**Professor Jerrold Marsden, California Institue of Technology**

**Wednesday, October 23, 1996, 4:00 p.m.**

Forest Resources, Room 100

*"Introduction to Mechanics and Dynamics"*

Dr. Marsden's first lecture, accessible to a general audience, will introduce the role of geometry and symmetry in the mechanics and dynamics of familiar systems. A falling cat is able to right itself through the geometric generation of rotations, while other systems, such as the robotic snake and the snakeboard, generate locomotion. Geometry and symmetry lead to a better understanding of practical engineering problems, such as the control and stability of underwater vehicles. Dr. Marsden will illustrate the basic examples and concepts with concrete systems and videos, as well as trace the mathematical development of geometric mechanics through the works of Euler, Lagrange, Hamilton, Routh, Riemann, Lie, and Poincare.

**Thursday, October 24, 1996, 4:00 p.m.**

Boyd Graduate Studies Research Center, Room 328

*"Stability of Relative Equilibria"*

In this lecture, pitched at the level of a colloquium talk, Dr. Marsden develops the setting of geometric mechanics and gives a survey of some of the progress made in the stability theory of steady motions of mechanical systems, a time honored subject going back to Routh in the last century.

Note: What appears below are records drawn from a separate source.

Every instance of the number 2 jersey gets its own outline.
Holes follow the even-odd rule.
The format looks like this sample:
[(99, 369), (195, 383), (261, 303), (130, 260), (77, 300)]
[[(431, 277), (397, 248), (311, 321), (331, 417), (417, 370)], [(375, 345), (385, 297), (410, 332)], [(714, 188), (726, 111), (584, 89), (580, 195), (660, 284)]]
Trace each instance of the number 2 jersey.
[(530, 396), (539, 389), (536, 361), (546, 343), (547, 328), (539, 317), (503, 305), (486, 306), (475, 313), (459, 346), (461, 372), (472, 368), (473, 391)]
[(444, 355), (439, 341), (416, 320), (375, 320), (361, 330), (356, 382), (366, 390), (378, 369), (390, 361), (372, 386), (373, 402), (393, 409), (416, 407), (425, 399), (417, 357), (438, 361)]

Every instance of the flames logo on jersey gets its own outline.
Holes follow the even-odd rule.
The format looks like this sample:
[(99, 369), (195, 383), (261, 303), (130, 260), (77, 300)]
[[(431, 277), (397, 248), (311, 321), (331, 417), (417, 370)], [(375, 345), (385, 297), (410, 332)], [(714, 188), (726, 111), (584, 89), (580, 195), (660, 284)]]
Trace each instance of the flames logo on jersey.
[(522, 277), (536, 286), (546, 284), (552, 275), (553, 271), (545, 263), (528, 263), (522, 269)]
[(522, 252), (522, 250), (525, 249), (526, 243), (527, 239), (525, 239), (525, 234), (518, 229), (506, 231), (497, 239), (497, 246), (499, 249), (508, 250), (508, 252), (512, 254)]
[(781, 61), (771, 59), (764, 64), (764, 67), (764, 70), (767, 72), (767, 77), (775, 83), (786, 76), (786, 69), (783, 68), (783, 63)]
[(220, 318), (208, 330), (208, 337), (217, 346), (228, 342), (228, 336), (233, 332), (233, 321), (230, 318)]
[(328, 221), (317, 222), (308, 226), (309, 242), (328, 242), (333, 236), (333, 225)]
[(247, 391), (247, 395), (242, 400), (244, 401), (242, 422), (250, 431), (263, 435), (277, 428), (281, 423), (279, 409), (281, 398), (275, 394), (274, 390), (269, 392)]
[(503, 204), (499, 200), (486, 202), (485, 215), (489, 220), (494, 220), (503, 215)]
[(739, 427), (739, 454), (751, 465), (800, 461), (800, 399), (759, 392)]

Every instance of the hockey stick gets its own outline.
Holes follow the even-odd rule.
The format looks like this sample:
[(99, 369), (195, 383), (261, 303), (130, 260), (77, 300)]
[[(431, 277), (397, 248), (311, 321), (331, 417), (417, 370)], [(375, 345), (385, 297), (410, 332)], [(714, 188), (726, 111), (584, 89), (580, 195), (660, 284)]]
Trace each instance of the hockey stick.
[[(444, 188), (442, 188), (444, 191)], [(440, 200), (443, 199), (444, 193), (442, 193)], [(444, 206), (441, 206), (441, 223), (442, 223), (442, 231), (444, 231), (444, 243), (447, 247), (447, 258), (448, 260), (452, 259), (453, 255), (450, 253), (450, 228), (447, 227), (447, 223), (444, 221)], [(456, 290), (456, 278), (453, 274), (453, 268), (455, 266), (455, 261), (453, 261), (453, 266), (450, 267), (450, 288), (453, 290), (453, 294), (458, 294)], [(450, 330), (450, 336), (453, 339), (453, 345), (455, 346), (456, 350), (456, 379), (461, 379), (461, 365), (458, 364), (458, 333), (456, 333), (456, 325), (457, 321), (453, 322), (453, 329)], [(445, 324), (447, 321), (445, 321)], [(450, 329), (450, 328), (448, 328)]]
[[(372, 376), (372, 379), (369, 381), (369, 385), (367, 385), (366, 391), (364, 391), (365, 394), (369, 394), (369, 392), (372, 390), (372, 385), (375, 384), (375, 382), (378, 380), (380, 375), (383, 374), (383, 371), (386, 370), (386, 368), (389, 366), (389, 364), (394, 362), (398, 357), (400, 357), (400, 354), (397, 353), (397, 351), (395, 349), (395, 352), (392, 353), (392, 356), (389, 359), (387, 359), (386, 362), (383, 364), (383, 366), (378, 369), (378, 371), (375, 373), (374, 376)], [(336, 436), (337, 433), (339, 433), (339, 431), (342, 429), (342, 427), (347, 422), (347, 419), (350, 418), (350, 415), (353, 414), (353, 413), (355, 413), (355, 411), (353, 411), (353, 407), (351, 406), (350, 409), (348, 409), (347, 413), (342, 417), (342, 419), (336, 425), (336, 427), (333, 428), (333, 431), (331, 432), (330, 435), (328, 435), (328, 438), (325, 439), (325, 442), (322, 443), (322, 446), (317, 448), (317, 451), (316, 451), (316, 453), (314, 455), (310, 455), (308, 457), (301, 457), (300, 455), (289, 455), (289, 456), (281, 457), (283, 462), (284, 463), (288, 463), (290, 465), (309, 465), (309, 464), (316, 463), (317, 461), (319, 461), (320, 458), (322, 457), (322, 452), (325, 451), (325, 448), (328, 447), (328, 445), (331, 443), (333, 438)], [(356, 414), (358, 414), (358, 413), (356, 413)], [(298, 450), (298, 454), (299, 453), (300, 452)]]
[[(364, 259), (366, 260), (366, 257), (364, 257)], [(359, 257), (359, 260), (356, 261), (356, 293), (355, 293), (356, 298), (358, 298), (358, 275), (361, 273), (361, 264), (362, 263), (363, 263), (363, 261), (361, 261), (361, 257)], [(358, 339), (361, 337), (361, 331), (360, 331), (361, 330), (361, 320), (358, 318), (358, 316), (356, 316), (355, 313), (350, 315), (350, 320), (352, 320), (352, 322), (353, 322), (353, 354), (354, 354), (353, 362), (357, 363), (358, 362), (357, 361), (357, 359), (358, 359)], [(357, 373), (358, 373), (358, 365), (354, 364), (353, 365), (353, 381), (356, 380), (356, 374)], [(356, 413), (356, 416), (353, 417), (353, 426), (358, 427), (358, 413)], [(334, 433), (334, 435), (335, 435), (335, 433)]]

**Friday, October 25,1996 4:00 p.m.**

Boyd Graduate Studies Research Center, Room 328

"Stabilization of Balance Systems"

In this talk, a little more specialized in nature, Dr. Marsden presents some recent work with Anthony Bloch, Gloria Sanchez and Naomi Leonard on the stabilization of mechanical systems with symmetry such as a rigid body with an internal rotor, the inverted pendulum on a cart, and underwater vehicles. Starting from a given Lagrangian with a relative equilibrium that is unstable, he introduces a modified Lagrangian whose Euler-Lagrange equations differ from the given ones by terms that can be identified with control forces. Equilibria of the modified Lagrangian can be analyzed using the energy-momentum method or other techniques from mechanics and dynamical systems. One such modification is a Kaluza-Klein construction, whereby the kinetic energy is modified and a second modification is the introduction of symmetry breaking potentials. He will also indicate how these techniques can be used for tracking problems, such as how to make the underwater vehicle follow a desired trajectory, including both rotational and translational motion.